Baca: Arab Saudi Resmi Hapus Biaya Kenaikan Visa Umrah dan Haji
Pertama, VSL Thaseel hanya memiliki izin sebagai biro travel dari Badan Koordinasi Penanaman Modal atau BKPM, bukan lembaga yang merekam data biometrik jemaah haji dan umrah. "Ini jelas ada sebuah pelanggaran," kata Anggota Dewan Pembina Patuhi, Baluki Ahmad, dalam konferensi pers di Jakarta Pusat, Kamis, 3 Desember 2018.
Jika perekaman data biometrik dilakukan dalam negeri, kata Baluki, maka seharusnya menjadi kewenangan Direktorat Jenderal Kependudukan dan Catatan Sipil, Kementerian Dalam Negeri serta Direktorat Jenderal Imigrasi Kementerian Hukum dan HAM. BKPM, sebagai pemberi izin pun, kata dia, disinyalir tidak mengetahui jika VFS Thaseel telah beroperasi di luar izin yang diberikan.
Untuk diketahui, telah terjadi perubahan pengurusan visa jemaah haji dan umrah. Selama ini, rekam biometrik hanya dilakukan begitu para jemaah mendarat di Jeddah, Arab Saudi. Tapi sejak tiga bulan lalu, sekitar Oktober 2018, proses rekam biometrik itu dipindahkan ke negara-negara asal jemaah haji dan umrah untuk mengurangi antrean di Arab Saudi. Nah, VFS Thaseel inilah yang ditunjuk Kedubes Arab Saudi melakukan keseluruhan proses tersebut.
Masalahnya, sejumlah perusahaan biro perjalanan haji dan umrah di bawah Patuhi menemukan kesulitan pada proses rekam biometrik di kantor-kantor VFS Thaseel yang ada di Indonesia. Pertama, yaitu kantornya yang hanya 30 unit dinilai sangat terbatas sehingga menyulitkan para jemaah yang tersebar di berbagai daerah. Kedua, proses pengurusan yang bisa memakan waktu hingga dua hari.
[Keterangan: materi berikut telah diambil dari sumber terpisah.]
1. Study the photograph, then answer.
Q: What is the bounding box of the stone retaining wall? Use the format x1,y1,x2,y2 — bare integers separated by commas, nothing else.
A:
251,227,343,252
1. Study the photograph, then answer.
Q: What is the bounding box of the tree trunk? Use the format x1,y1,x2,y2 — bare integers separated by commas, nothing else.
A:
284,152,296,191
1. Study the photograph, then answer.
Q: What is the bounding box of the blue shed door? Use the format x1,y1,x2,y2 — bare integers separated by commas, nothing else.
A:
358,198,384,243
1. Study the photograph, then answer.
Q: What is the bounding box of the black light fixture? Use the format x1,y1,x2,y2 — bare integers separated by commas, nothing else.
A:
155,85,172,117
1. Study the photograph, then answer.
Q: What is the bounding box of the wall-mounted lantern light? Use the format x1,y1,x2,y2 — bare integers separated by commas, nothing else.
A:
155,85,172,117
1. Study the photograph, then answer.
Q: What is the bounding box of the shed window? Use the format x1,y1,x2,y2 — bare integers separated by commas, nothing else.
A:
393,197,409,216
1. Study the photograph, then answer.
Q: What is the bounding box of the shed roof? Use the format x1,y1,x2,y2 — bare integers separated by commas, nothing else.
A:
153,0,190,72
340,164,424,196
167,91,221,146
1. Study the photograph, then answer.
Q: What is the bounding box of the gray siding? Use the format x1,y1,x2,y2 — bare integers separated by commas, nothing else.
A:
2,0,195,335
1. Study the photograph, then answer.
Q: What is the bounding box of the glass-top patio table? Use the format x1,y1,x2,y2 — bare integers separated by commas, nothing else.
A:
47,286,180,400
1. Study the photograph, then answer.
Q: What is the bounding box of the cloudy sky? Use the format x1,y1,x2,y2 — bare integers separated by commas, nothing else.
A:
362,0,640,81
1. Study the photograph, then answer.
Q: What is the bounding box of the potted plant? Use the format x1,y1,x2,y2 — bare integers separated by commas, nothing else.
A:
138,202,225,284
Baluki melanjutkan, bahwa VSL Thaseel juga dianggap mengabaikan amanat Undang-Undang Nomor 13 Tahun 2008 tentang Penyelenggaraan Haji dan Umrah. Di dalam aturan itu, kata dia perseroan terbatas yang terlibat dalam penyelenggaraan haji dan umrah wajib mendapatkan izin Menteri Agama. "Sementara, VSL Thaseel tidak memilikinya."
Ketua Harian Patuhi, Artha Hanif, menegaskan bahwa asosiasi tidak akan tinggal diam dan akan terus mendesak kementerian mengambil sikap tegas. "Ini tidak boleh dibiarkan." Jika akhirnya tidak ada kejelasan, maka asosiasi pun telah berencana untuk mengambil sikap yang lebih keras yaitu memboikot kehadiran VFS Thaseel di Indonesia.
Hingga berita ini diturunkan, Tempo masih berupaya untuk meminta konfirmasi dari pihak Kedutaan Besar Arab Saudi dan VFS Thaseel terkait pembuatan visa umrah dan haji biometrik.